In this example, the mode could be a useful statistic that would tell us something about the families of statistics students in our school.

**More Than One Mode**

If there were seven 3-child households and seven 2-child households, we would say the data set has two modes. In other words, the data would be *bimodal*. When a data set is described as being bimodal, it is clustered about two different modes. Technically, if there were more than two, they would all be the mode. However, the more of them there are, the more trivial the mode becomes. In these cases, we would most likely search for a different statistic to describe the center of such data.

If there is an equal number of each data value, the mode is not useful in helping us understand the data, and thus, we say the data set has no mode.

**Mean**

Another measure of central tendency is the arithmetic average, or *mean*. This value is calculated by adding all the data values and dividing the sum by the total number of data points. The mean is the numerical balancing point of the data set.

We can illustrate this physical interpretation of the mean. Below is a graph of the class data from the last example.

If you have snap cubes like you used to use in elementary school, you can make a physical model of the graph, using one cube to represent each student’s family and a row of six cubes at the bottom to hold them together, like this:

#### Example B

*Find the mean for the number of children per house.*

**Solution:**

There are 22 students in this class, and the total number of children in all of their houses is 55, so the mean of this data is \begin{align*}\frac{55}{22}=2.5\end{align*}.

It turns out that the model that you created balances at 2.5. In the pictures below, you can see that a block placed at 3 causes the graph to tip left, while one placed at 2 causes the graph to tip right. However, if you place the block at 2.5, it balances perfectly!

Statisticians use the symbol \begin{align*}\overline{x}\end{align*} to represent the mean when \begin{align*}x\end{align*} is the symbol for a single measurement. Read \begin{align*}\overline{x}\end{align*} as “\begin{align*}x\end{align*} bar.”
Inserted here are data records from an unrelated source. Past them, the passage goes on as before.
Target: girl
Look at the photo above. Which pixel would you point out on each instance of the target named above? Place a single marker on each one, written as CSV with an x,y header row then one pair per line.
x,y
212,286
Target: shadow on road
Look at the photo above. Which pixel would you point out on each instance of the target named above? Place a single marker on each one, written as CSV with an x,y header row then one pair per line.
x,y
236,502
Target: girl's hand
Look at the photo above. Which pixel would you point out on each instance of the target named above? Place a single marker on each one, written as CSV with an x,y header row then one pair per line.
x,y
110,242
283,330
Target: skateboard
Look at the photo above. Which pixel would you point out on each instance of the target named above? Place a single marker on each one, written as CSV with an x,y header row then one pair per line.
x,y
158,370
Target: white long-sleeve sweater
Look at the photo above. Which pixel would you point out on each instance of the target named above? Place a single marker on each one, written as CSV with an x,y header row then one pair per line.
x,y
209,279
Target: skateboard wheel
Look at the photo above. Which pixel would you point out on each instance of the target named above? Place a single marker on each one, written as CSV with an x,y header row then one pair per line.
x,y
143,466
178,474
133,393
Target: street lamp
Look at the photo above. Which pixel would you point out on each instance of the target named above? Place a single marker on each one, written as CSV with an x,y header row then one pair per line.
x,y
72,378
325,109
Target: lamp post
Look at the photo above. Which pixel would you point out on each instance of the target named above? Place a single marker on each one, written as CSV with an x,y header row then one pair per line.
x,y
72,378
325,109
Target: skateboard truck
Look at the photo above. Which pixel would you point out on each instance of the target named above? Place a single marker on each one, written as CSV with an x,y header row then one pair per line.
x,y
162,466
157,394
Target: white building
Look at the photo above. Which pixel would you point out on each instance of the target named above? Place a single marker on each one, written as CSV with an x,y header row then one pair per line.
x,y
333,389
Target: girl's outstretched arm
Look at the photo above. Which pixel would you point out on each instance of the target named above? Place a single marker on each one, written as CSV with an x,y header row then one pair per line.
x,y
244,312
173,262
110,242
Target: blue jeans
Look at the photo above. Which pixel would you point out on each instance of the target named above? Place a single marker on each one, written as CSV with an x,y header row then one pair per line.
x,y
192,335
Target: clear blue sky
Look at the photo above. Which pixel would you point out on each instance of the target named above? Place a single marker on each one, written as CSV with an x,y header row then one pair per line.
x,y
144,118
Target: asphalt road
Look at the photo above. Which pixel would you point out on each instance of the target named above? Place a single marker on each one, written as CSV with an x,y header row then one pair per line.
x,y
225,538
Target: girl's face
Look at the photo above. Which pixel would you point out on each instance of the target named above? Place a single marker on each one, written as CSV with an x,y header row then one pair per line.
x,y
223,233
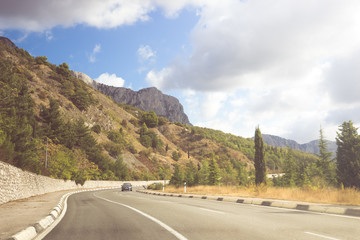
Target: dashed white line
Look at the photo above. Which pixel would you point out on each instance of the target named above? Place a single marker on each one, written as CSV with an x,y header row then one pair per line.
x,y
171,230
321,236
210,210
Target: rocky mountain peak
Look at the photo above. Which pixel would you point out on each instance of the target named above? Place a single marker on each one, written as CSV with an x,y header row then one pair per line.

Symbolically, the formula for the sample mean is as follows:

\begin{align*}\overline{x}= \frac{\sum_{i=1}^n x_i}{n} = \frac{x_1+x_2+\ldots+x_n}{n}\end{align*}

where:

\begin{align*}x_i\end{align*} is the \begin{align*}i^{\text{th}}\end{align*} data value of the sample.

\begin{align*}n\end{align*} is the sample size.
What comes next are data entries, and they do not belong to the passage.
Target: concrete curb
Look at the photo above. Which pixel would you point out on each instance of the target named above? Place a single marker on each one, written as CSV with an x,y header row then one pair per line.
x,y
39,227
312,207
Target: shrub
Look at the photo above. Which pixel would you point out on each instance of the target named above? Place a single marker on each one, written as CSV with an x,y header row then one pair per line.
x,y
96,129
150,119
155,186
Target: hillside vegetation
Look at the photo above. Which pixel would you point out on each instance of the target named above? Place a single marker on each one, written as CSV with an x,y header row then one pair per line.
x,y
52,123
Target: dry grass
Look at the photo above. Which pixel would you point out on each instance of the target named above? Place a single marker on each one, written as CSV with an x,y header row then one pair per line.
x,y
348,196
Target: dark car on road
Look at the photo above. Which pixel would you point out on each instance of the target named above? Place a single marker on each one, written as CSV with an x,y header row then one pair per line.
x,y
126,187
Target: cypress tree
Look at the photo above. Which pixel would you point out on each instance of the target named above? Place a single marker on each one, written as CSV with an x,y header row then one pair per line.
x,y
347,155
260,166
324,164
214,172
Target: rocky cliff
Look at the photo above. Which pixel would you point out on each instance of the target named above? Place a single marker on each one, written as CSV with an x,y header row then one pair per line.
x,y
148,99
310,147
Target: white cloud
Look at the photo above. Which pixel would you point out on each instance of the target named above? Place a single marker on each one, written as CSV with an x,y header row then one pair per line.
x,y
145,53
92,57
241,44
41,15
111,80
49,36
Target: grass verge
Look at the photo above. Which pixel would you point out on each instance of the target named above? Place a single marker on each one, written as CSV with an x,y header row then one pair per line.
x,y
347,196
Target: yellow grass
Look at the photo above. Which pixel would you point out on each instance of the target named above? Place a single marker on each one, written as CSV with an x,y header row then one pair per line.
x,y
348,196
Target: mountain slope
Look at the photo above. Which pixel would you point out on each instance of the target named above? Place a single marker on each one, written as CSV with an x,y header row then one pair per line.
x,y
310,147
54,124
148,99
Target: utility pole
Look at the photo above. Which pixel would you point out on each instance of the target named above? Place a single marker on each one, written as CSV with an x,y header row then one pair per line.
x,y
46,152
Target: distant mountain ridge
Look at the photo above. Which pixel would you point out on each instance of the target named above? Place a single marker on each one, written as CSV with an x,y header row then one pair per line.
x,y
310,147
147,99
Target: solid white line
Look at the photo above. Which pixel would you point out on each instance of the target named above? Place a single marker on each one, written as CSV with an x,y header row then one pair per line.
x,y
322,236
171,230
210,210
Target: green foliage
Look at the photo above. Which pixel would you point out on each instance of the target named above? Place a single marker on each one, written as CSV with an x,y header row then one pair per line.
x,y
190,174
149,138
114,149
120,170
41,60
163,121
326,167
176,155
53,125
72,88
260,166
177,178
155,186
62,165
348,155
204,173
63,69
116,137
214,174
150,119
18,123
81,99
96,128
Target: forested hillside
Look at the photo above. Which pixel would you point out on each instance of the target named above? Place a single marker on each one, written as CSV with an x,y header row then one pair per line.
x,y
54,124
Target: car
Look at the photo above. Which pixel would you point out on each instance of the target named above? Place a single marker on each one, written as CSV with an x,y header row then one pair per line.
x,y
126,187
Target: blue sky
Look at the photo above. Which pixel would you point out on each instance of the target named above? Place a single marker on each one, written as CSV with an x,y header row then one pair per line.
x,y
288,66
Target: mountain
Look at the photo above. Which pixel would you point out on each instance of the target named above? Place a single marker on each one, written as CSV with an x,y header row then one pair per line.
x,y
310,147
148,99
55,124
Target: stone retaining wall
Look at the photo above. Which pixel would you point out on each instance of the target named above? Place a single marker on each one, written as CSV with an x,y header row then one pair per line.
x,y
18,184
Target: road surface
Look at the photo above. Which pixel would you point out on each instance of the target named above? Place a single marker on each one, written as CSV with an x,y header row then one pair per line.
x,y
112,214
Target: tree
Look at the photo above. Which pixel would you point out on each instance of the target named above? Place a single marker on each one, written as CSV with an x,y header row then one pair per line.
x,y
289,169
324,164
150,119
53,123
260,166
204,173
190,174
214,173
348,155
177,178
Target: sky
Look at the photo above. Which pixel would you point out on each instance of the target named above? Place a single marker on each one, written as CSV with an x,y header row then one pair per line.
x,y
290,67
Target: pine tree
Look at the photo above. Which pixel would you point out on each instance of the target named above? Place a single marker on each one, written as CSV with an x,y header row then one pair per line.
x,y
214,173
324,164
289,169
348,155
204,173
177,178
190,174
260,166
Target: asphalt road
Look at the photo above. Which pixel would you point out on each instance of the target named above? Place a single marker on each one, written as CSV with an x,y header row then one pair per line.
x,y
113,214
The mean of the population is denoted by the Greek letter, \begin{align*}\mu\end{align*}.

\begin{align*}\overline{x}\end{align*} is a statistic, since it is a measure of a sample, and \begin{align*}\mu\end{align*} is a parameter, since it is a measure of a population. \begin{align*}\overline{x}\end{align*} is an estimate of \begin{align*}\mu\end{align*}.

**Median**

The *median* is simply the middle number in an ordered set of data.

Suppose a student took five statistics quizzes and received the following grades:

80, 94, 75, 96, 90

To find the median, you must put the data in order. The median will be the data point that is in the middle. Placing the data in order from least to greatest yields: 75, 80, 90, 94, 96.

The middle number in this case is the third grade, or 90, so the median of this data is 90.

When there is an even number of numbers, no one of the data points will be in the middle. In this case, we take the average (mean) of the two middle numbers.

#### Example C

Consider the following quiz scores: 91, 83, 97, 89

Place them in numeric order: 83, 89, 91, 97.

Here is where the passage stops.